Почему же ты не идеальная, замечательная Ара! Все вокруг любят Ару; Ару нельзя не любить; Ара прекрасна, Ара душа компании, и все собираются вокруг, когда Ара начинает петь, и пирожки у неё получаются лучше маминых. Ах, какая большая, красивая судьба должна была быть у Ары! Ах, если бы только Полуночь была милостива, а Ара была жива!.. Ты бы тянулась за ней, как подсолнух пытается стать подобным солнцу.

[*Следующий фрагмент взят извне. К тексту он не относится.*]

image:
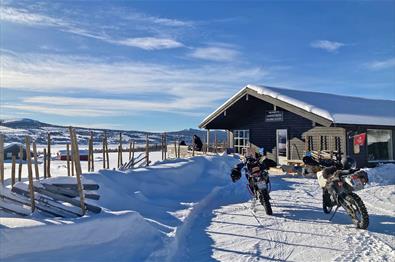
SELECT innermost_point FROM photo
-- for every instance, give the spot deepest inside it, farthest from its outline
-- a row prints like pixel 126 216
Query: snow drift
pixel 143 210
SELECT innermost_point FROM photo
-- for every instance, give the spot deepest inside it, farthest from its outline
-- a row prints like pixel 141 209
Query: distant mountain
pixel 15 130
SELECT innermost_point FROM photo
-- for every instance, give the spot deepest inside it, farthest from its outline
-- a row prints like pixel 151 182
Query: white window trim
pixel 391 146
pixel 247 139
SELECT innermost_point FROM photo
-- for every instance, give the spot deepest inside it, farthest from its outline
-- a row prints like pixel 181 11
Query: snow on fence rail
pixel 51 198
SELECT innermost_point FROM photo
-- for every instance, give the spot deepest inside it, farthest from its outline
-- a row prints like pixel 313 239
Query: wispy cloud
pixel 59 72
pixel 215 53
pixel 330 46
pixel 382 64
pixel 150 43
pixel 23 16
pixel 176 89
pixel 136 16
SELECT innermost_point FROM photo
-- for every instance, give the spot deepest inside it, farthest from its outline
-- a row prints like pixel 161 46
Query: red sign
pixel 360 139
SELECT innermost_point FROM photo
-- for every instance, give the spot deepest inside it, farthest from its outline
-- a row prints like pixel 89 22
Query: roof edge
pixel 267 95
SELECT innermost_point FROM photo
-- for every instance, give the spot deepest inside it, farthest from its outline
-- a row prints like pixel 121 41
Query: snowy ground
pixel 59 168
pixel 189 210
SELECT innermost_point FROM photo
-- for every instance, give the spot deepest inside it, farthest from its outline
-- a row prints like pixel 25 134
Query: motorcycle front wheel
pixel 265 201
pixel 357 211
pixel 326 202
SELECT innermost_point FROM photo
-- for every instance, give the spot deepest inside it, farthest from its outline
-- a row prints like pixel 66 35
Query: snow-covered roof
pixel 335 108
pixel 82 152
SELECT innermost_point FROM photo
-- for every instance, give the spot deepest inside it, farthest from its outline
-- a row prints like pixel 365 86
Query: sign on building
pixel 274 116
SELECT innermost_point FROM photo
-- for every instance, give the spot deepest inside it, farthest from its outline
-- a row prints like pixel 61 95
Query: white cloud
pixel 215 53
pixel 23 16
pixel 150 43
pixel 176 89
pixel 383 64
pixel 330 46
pixel 157 20
pixel 60 73
pixel 58 110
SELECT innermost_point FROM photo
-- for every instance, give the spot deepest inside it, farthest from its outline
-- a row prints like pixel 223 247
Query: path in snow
pixel 298 231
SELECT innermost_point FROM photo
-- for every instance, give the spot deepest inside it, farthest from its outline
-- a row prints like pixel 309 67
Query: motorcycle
pixel 258 179
pixel 339 181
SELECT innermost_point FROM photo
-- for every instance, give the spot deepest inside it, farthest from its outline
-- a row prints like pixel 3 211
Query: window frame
pixel 241 140
pixel 390 151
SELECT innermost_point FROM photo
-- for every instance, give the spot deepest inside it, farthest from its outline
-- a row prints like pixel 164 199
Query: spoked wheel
pixel 265 201
pixel 326 202
pixel 357 211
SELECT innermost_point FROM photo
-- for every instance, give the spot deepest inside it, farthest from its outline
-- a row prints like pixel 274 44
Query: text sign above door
pixel 274 116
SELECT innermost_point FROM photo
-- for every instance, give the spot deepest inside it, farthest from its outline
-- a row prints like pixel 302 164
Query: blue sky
pixel 158 65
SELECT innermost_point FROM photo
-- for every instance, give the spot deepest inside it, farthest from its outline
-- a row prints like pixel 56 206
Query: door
pixel 282 146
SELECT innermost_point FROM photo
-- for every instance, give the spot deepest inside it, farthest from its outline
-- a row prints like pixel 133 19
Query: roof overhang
pixel 279 103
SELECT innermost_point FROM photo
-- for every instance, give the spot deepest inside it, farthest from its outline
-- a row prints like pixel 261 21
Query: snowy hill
pixel 16 129
pixel 189 210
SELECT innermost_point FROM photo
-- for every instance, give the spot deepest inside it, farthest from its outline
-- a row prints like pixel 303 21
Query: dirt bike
pixel 338 183
pixel 258 179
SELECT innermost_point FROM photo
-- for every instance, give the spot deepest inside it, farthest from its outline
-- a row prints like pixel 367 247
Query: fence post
pixel 89 154
pixel 68 158
pixel 179 149
pixel 45 163
pixel 30 172
pixel 104 154
pixel 147 149
pixel 13 170
pixel 92 156
pixel 161 143
pixel 175 149
pixel 120 150
pixel 208 141
pixel 76 157
pixel 165 141
pixel 2 158
pixel 193 147
pixel 49 156
pixel 215 142
pixel 35 161
pixel 130 150
pixel 133 151
pixel 72 161
pixel 20 163
pixel 107 156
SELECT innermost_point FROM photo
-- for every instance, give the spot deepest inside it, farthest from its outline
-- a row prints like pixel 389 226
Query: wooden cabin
pixel 287 123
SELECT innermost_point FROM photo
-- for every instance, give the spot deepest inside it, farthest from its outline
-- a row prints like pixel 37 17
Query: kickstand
pixel 334 213
pixel 253 202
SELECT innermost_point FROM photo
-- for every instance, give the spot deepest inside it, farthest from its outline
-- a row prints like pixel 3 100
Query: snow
pixel 339 109
pixel 336 108
pixel 382 175
pixel 189 210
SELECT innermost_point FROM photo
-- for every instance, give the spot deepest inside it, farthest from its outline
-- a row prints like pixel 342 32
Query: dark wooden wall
pixel 362 157
pixel 251 115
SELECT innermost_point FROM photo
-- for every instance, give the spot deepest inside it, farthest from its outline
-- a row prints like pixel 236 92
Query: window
pixel 379 145
pixel 241 140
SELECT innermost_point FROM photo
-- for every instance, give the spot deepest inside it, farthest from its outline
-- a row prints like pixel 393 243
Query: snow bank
pixel 109 236
pixel 381 175
pixel 146 213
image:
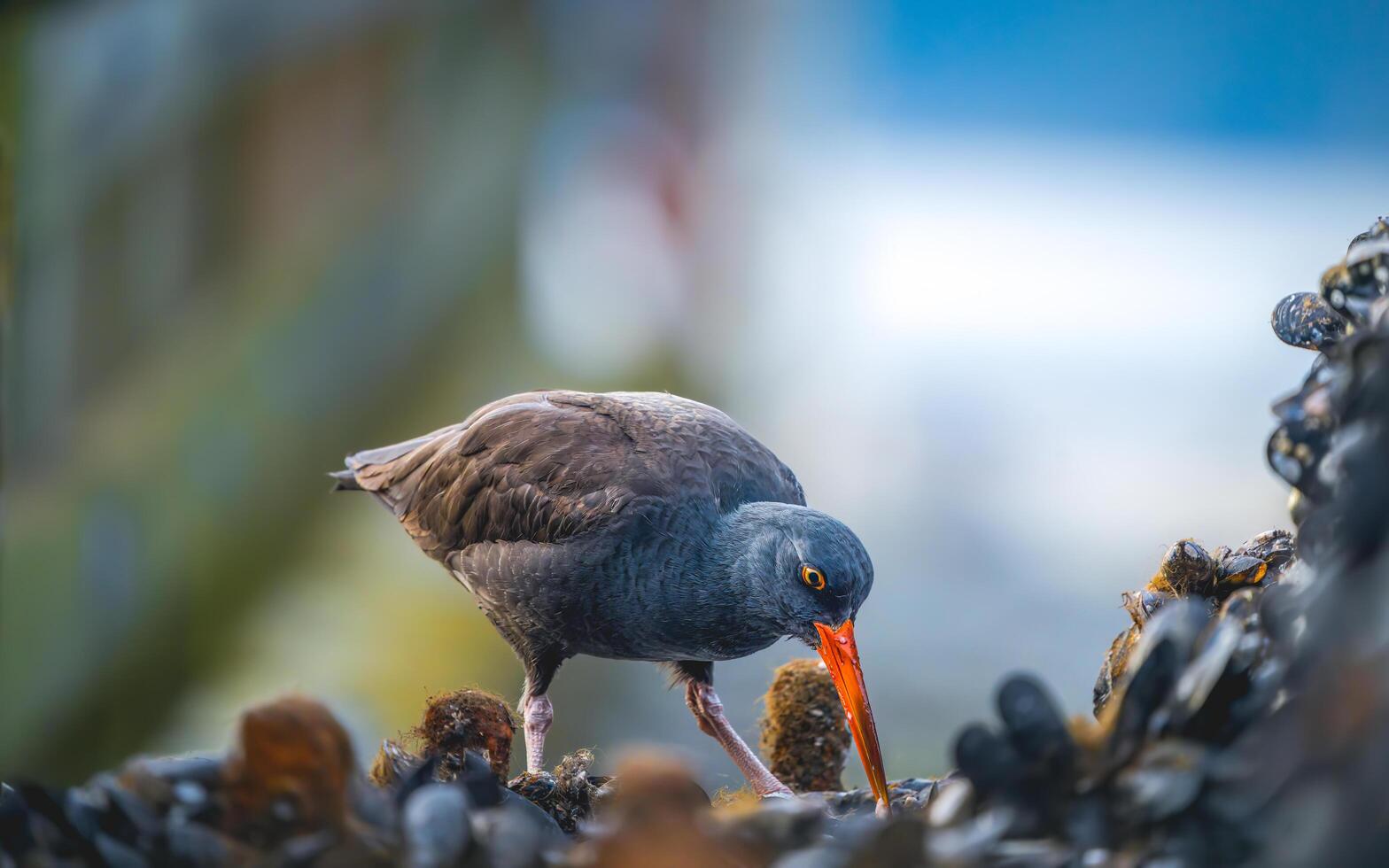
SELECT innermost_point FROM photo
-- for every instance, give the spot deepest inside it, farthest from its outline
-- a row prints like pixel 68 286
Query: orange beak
pixel 841 655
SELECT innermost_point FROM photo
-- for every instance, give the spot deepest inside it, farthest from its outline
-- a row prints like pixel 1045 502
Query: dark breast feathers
pixel 547 467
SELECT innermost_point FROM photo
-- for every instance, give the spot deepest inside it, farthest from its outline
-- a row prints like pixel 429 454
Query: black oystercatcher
pixel 633 527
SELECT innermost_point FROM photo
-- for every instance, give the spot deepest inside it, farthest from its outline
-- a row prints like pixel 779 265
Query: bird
pixel 632 525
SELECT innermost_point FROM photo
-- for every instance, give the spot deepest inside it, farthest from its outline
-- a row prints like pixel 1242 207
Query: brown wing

Ужасный конец, ужасный. Мы не можем допустить, чтобы это случилось с тобой. Ара была сильной, Ара была поразительной, Ару любили все — но даже этого не было достаточно. Что уж говорить о тебе, крошка?
Мы любим тебя, милая. У тебя что-нибудь будет, но…
Но я не Ара. Не Ара!
Да пошли вы все нахрен!
И ты, знаток психологических травм, будешь первопроходцем.
— Я поболтал с ребятами из следственной, — растерянно сказал Арден, кое-как собравшись в кресле, — но, по-моему, ты хочешь сейчас о чём-то другом?
— А что, тебе есть какое-то дело до того, чего я хочу?!
Во мне всё кипело от злости, и от пара крышечка подпрыгивала и приплясывала, нервно звеня, — ещё секунда, и сорвёт совсем.
— Представь себе, мне есть дело. Кесса, что случилось?
Он встал, попробовал взять меня за руки, притянуть к себе, но я оттолкнула его с такой неожиданной силой, что Арден запнулся за ковёр и едва не упал.
— Убери руки!
— Кесса, что…
— Ты вломился в мою жизнь! Как к себе домой! И теперь собираешь её из обломков так, чтобы тебе было удобно! Какая разница, чего я хочу, если из меня можно сделать правильную ласку, которая будет служить твоей семье до конца дней?! А самому сделать глаза красивые и втирать всякую чушь про то, что это якобы и есть «любовь»! Давайте ляпнем всякого, навешаем этой дурочке лапши на уши, и пусть она послушно станет, кем надо, лишь бы…
Арден нахмурился.
— Матильда прходила?
— Шматильда!! Всё изначально и было для этого, да?! Ты приучаешь меня, как какую-то… собаку! Погулять, типа романтик, потом надавить, потом побыть сладкой лисичкой, потом опять надавить. Притащил меня сюда, наговорил сиропных слов, и теперь-то я растаю и никуда не денусь! Вот мне ещё мировое зло и великий смысл, и… — мой голос сорвался на предательский, ломкий шёпот: — Так это было, да?